Creationism BooksAs a former and formative resident of East Kilbride, I followed with interest the various news articles regarding the Church of Christ dishing out creationist propaganda in a state-funded primary school.

It goes without saying that anti-scientific nonsense has no place in any schools, but with a Government in Holyrood that promotes the role of religion in education, why should this one religious group be singled out for special comment?

It goes without saying that the contents of the literature is absolute nonsense, as this article by Prof. Paul Braterman shows.

However, Edinburgh Secular Society has shown that religious chaplaincies are certainly not a rare occurrence in Scotland, as this evidence shows.

There is also a point, articulated by Prof Norman Bonney in this article, that the Church of Christ could claim persecution after being summarily dismissed after some heavy handed rhetoric by The Daily Record.  After all, surely creationism is one in a series of unscientific faith positions which is taught to children through the dubious process of ‘Religious Observance’.

Of course, I’m not advocating that the Church of Christ continue to play a role in Kirktonholme Primary School, parents were quite right to raise their objections to the school, and the education authority.

South Lanarkshire Council were quick to act in suspending two members of the Senior Management Team.  This was condemned as a ‘knee-jerk reaction’ by teaching unions.  Interestingly, South Lanarkshire Council have made an interesting precedent, by effectively finding against the Church of Christ for what could be perceived as theological reasons.  What if it is discovered that other minority faith groups are providing chaplaincy teams to schools, will they too be removed?  Will only ‘traditional’ faith groups (whatever that means) be allowed access to schools?

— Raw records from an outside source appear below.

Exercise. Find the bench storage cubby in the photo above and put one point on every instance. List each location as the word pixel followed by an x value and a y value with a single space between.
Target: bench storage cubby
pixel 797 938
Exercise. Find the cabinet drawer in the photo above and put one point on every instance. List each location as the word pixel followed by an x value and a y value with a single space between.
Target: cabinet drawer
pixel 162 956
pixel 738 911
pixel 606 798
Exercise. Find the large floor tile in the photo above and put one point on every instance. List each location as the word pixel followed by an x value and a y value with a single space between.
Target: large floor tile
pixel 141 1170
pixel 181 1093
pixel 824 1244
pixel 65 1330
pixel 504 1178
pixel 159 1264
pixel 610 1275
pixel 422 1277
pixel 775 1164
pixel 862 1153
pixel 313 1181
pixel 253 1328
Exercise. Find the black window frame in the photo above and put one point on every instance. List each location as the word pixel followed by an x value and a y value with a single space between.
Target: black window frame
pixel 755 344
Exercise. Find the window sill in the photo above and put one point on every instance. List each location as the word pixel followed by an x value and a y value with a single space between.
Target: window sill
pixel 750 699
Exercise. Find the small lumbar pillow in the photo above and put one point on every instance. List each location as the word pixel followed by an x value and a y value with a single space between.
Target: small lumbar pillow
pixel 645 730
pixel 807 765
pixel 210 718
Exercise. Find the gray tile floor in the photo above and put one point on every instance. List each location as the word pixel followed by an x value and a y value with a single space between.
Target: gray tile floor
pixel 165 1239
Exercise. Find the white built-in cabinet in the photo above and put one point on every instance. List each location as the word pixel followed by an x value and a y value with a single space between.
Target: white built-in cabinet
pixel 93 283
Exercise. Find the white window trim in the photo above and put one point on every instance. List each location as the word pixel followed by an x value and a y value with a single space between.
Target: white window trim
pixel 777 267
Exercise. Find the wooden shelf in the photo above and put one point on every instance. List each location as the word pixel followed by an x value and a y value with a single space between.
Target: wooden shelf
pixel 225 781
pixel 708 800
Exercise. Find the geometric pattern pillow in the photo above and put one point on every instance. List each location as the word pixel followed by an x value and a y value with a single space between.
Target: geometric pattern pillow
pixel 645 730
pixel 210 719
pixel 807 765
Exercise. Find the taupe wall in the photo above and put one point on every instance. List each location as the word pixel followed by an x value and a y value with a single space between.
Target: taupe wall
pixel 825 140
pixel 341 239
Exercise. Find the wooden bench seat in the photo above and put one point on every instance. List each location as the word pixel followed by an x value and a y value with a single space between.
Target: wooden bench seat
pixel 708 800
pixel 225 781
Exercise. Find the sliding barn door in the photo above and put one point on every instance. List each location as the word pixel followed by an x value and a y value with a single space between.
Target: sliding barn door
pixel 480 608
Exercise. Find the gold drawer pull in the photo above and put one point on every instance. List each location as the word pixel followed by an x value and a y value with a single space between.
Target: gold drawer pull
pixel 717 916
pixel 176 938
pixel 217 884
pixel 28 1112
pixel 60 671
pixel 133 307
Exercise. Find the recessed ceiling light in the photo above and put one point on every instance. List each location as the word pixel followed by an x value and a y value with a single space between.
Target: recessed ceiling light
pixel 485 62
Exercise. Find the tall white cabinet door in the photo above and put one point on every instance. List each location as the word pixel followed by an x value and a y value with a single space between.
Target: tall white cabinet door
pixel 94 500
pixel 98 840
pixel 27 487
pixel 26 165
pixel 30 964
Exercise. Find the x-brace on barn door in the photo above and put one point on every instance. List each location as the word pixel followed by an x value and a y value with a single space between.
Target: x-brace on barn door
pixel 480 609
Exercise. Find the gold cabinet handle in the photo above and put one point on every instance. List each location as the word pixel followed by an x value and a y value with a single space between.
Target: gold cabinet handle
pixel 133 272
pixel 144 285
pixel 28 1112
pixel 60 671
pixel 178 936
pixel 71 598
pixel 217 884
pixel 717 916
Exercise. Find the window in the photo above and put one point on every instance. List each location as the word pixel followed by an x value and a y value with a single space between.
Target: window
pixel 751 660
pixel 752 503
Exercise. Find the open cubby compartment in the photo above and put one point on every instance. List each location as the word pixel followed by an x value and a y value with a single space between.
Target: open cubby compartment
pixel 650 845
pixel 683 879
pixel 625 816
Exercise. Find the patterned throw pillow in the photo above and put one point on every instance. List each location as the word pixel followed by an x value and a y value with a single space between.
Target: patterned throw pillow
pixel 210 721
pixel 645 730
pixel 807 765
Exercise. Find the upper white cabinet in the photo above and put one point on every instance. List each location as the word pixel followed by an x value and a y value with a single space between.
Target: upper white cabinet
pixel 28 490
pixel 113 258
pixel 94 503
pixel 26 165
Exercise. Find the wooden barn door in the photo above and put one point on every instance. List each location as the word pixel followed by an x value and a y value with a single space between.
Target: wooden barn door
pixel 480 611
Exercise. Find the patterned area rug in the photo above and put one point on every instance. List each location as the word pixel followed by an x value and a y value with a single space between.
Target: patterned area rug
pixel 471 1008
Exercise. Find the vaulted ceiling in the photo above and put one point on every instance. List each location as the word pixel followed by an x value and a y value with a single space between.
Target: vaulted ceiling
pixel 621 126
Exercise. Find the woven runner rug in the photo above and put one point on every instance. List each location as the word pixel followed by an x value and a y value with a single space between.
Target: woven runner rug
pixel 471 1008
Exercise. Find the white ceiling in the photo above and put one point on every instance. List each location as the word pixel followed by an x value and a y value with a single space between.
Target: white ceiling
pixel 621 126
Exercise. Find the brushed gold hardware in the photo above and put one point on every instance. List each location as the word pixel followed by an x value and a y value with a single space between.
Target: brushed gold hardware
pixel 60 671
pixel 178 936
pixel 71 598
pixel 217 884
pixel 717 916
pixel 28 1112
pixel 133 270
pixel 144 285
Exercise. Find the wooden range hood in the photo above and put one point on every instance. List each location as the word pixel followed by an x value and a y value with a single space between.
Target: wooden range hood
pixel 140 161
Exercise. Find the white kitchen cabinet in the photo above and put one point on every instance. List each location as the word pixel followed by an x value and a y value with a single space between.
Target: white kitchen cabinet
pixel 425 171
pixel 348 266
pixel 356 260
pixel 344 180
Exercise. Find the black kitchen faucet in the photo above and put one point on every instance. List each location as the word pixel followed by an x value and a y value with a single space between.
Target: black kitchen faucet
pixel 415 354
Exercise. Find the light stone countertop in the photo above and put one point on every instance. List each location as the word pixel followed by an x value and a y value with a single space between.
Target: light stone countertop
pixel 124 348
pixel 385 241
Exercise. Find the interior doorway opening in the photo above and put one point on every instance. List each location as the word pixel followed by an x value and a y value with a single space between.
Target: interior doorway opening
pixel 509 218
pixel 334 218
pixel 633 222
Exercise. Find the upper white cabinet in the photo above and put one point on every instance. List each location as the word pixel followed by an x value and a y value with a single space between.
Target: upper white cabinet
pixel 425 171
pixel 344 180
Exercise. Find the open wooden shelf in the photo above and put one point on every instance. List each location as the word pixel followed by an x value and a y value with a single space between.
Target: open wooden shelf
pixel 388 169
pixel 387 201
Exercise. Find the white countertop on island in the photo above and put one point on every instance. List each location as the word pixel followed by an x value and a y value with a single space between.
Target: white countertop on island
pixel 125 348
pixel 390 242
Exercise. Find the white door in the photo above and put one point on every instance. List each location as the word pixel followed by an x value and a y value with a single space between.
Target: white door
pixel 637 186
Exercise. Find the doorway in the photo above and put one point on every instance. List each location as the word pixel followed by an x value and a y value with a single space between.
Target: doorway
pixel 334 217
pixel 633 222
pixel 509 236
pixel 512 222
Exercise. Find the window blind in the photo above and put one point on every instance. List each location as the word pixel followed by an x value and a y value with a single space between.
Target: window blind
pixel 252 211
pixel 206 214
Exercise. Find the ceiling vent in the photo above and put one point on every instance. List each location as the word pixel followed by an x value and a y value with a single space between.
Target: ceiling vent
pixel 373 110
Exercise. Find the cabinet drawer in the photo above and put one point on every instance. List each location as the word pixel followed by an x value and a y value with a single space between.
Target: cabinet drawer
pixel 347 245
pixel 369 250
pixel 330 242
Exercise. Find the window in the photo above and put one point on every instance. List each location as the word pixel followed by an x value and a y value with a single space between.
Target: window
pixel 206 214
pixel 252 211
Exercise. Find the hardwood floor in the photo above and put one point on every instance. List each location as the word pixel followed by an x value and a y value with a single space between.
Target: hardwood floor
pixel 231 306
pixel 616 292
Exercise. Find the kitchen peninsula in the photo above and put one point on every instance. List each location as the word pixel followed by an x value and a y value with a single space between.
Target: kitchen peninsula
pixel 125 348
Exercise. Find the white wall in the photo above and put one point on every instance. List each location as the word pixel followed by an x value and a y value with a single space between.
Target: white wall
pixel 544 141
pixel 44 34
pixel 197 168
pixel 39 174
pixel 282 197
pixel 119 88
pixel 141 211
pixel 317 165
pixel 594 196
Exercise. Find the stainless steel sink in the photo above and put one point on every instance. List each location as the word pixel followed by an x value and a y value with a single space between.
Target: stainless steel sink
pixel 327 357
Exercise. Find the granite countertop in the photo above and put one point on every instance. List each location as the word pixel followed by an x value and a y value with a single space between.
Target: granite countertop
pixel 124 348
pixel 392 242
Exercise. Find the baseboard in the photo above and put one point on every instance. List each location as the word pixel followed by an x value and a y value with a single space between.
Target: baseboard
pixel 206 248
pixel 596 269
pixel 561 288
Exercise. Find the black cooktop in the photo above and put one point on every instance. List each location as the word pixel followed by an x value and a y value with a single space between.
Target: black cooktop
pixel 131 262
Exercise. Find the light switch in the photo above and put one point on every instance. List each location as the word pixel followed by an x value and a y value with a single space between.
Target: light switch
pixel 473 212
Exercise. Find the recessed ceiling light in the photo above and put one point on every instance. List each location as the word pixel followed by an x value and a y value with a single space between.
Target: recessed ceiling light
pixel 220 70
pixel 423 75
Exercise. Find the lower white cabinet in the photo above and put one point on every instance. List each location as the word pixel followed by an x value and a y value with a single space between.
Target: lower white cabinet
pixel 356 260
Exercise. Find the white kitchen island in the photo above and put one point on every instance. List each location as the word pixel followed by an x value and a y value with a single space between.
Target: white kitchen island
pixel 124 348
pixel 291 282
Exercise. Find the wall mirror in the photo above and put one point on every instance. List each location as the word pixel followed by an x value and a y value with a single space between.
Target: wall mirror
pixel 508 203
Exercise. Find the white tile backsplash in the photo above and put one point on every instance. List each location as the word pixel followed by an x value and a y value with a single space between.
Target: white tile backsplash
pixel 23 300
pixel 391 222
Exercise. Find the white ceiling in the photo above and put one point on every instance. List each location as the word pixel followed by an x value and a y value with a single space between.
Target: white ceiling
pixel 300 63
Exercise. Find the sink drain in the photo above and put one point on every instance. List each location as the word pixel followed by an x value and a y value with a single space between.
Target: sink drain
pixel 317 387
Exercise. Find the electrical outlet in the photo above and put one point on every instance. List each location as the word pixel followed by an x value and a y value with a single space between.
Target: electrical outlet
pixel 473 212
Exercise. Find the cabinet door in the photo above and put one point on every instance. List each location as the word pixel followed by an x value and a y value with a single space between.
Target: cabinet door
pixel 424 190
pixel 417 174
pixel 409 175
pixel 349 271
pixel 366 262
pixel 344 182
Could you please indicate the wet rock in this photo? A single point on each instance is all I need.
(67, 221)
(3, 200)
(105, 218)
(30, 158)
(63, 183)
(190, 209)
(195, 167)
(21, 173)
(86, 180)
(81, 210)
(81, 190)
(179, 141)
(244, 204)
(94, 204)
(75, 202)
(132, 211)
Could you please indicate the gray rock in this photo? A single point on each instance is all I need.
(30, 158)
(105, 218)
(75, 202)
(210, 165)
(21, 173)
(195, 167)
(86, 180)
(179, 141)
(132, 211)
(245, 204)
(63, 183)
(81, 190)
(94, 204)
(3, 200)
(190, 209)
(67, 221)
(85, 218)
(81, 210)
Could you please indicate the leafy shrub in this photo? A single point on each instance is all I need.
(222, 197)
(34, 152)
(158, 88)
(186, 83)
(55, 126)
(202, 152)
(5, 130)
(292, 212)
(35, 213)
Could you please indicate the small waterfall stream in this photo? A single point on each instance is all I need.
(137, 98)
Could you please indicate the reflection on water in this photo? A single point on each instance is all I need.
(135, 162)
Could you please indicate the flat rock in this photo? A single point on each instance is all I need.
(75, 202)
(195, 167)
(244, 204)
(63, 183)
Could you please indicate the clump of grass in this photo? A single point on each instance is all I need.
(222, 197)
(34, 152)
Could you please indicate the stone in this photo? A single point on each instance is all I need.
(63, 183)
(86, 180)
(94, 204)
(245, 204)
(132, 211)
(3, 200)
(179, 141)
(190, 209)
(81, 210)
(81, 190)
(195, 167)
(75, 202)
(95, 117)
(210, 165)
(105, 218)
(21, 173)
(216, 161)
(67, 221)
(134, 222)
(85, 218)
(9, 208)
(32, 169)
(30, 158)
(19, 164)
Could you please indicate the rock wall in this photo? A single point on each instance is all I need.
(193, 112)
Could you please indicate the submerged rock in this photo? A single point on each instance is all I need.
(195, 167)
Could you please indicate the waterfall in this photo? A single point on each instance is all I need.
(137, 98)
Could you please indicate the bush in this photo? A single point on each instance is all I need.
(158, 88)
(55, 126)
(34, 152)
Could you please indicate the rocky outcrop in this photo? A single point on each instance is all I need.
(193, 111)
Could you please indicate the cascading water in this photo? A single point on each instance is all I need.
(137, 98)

Knowing the area, I spoke to a few of my friends in the area.  Many of my Christian friends were appalled and angry that their children were given such nonsense in schools.  Of course, it goes without saying that most Christians regard creationism as complete gibberish.  In fact, the Church of Christ are alleged to have stated that there are only 700 ‘real’ Christians in Scotland.

Indeed, when I attended the ‘Reason’ conference at Westwoodhill Evangelical Church in East Kilbride on Saturday 14th September 2013, I was less than surprised to hear Rev David Robertson use the press coverage as an excuse to stir up his ‘persecuted Christianity’ rhetoric.  At the same conference, I was amused to hear Dr Alistair Noble, of the Centre for Intelligent Design, explain to me that he had not reviewed the books given out at Kirktonholme, but assured me that ‘intelligent design is quite different from creationism’.

Aside from being angry and upset, most other parents that I spoke to were a bit annoyed that their town, and children’s school had become a scene for a vitriolic outpouring, with fanned flames from the Daily Record.  After all, by all accounts, the school had been – in the most part – fairly trouble-free beforehand.  It’s not very often that highly personal and emotive issues such as these are settled with the help of The Daily Record.

There is currently a petition before the Scottish Parliament to change ‘Religious Observance’ from ‘opt-in’ to ‘opt-out’.  The petitioners believe that this will reduce the incidence of religious observance, leading to a decline in take-up and eventual cessation.

I have a few problems with this approach, firstly, it seems that Kirktonholme Primary School were simply following guidance from the Scottish Government on Religious Observance, which states that schools are encouraged to engage with “representatives of faith groups and communities” – of which the Church of Christ is one.

Secondly, requiring both schools to provide detailed information to parents in advance, and for parents to give or reject consent for (at the least) eight events per year, is highly resource-intensive during a period of financial scrutiny within the education system.

Thirdly, I don’t think that is is the job of the State to create religious bureaucracy.  Religion and faith are highly personalised and private matters, it’s short-sighted to think that the Government could design a programme of collective worship which would be fair to all.

It seems to me that the only way forward, is that religious worship should be removed from state schools.  I don’t think that our tax money should be spent funding collective worship opportunities, regardless of what parents think.

Surely the best place for children to discover and develop religion (if they wish) is the family home, or establishments designed for that specific purpose – churches!

It’s time to END not AMEND religious observance in Scotland’s state-schools.

3 thoughts on “Hometown religion: my musings

  1. You said “The petitioners believe that this will reduce the incidence of religious observance, leading to a decline in take-up and eventual cessation.” – This is an incorrect assumption Gary and Im the guy who put the petition together so I really ought to know. Dont you think?